Communication between the mitochondrial and nuclear genomes is vital for cellular function. The assembly of mitochondrial
enzyme complexes, which produce the majority of cellular energy, requires the coordinated expression and translation of both mitochondrially and nuclear-encoded
proteins. The joint genetic architecture of this system complicates the basis of
mitochondrial diseases, and mutations both in
mitochondrial DNA (
mtDNA)- and nuclear-encoded genes have been implicated in
mitochondrial dysfunction. Previously, in a set of mitochondrial-nuclear introgression strains, we characterized a dual genome epistasis in which a naturally occurring mutation in the Drosophila simulans simw(501)
mtDNA-encoded
transfer RNA (
tRNA) for
tyrosine (
tRNA(Tyr)) interacts with a mutation in the nuclear-encoded mitochondrially localized
tyrosyl-tRNA synthetase from Drosophila melanogaster. Here, we show that the incompatible mitochondrial-nuclear combination results in locomotor defects, reduced mitochondrial respiratory capacity, decreased oxidative phosphorylation (OXPHOS)

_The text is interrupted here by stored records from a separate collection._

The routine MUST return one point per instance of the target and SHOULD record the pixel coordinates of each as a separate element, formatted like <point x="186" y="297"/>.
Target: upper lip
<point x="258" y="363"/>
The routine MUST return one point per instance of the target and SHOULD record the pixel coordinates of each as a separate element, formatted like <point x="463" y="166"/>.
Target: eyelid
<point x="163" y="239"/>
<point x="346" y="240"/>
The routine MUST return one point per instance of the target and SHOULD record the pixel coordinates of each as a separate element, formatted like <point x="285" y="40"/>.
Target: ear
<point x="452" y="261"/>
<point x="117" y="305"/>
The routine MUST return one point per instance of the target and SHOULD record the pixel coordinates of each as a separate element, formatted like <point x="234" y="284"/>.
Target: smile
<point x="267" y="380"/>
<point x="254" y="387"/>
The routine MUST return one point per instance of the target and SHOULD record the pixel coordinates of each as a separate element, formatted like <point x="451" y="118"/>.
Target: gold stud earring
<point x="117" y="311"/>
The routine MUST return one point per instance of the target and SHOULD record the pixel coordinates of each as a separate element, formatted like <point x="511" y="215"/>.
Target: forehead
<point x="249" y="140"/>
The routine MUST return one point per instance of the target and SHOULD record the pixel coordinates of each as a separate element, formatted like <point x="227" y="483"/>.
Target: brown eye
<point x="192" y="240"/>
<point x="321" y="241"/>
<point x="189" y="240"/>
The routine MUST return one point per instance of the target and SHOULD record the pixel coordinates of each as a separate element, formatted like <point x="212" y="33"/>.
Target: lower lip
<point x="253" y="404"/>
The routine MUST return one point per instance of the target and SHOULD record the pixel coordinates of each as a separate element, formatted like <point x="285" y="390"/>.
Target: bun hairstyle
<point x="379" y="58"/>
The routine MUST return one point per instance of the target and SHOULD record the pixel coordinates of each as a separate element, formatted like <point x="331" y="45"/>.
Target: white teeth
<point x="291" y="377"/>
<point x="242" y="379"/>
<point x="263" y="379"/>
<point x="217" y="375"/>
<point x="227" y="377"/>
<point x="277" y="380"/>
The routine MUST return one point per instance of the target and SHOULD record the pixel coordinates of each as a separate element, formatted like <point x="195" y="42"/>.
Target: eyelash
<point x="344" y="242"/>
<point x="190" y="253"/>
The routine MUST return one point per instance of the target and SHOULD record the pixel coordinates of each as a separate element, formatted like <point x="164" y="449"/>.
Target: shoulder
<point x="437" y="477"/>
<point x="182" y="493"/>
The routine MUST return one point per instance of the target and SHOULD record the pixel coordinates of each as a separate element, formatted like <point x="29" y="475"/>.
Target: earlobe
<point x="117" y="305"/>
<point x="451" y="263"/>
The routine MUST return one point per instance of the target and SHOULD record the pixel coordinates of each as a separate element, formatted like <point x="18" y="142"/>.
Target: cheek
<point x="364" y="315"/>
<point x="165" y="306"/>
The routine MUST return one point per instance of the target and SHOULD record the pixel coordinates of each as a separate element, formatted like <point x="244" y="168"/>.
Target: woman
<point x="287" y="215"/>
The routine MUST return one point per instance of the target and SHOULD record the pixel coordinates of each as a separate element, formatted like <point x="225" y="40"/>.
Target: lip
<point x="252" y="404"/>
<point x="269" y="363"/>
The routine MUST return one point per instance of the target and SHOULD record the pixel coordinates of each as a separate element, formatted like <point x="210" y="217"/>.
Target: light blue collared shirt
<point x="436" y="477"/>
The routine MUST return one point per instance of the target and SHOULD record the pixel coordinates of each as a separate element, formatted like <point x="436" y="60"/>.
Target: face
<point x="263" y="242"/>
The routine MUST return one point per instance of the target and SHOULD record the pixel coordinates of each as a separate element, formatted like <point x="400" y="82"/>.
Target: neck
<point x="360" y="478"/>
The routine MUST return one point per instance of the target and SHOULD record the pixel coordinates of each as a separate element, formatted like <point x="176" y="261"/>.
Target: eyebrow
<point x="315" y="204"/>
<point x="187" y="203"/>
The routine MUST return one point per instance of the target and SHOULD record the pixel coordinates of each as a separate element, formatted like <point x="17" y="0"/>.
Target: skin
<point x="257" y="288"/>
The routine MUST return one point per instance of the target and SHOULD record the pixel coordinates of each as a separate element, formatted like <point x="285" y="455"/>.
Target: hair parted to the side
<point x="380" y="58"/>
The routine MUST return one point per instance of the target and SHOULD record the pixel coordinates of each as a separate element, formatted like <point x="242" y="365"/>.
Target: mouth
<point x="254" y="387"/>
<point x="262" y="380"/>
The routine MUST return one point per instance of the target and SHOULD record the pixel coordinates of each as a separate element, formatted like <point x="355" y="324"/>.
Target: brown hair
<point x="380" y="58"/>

enzyme activity and severe alterations in mitochondrial morphology. Transgenic rescue strains containing nuclear variants of the
tyrosyl-tRNA synthetase are sufficient to rescue many of the deleterious phenotypes identified when paired with the simw(501)
mtDNA. However, the severity of this defective mito-nuclear interaction varies across traits and genetic backgrounds, suggesting that the impact of
mitochondrial dysfunction might be tissue specific. Because mutations in mitochondrial
tRNA(Tyr) are associated with exercise intolerance in humans, this mitochondrial-nuclear introgression model in Drosophila provides a means to dissect the molecular basis of these, and other,
mitochondrial diseases that are a consequence of the joint genetic architecture of mitochondrial function.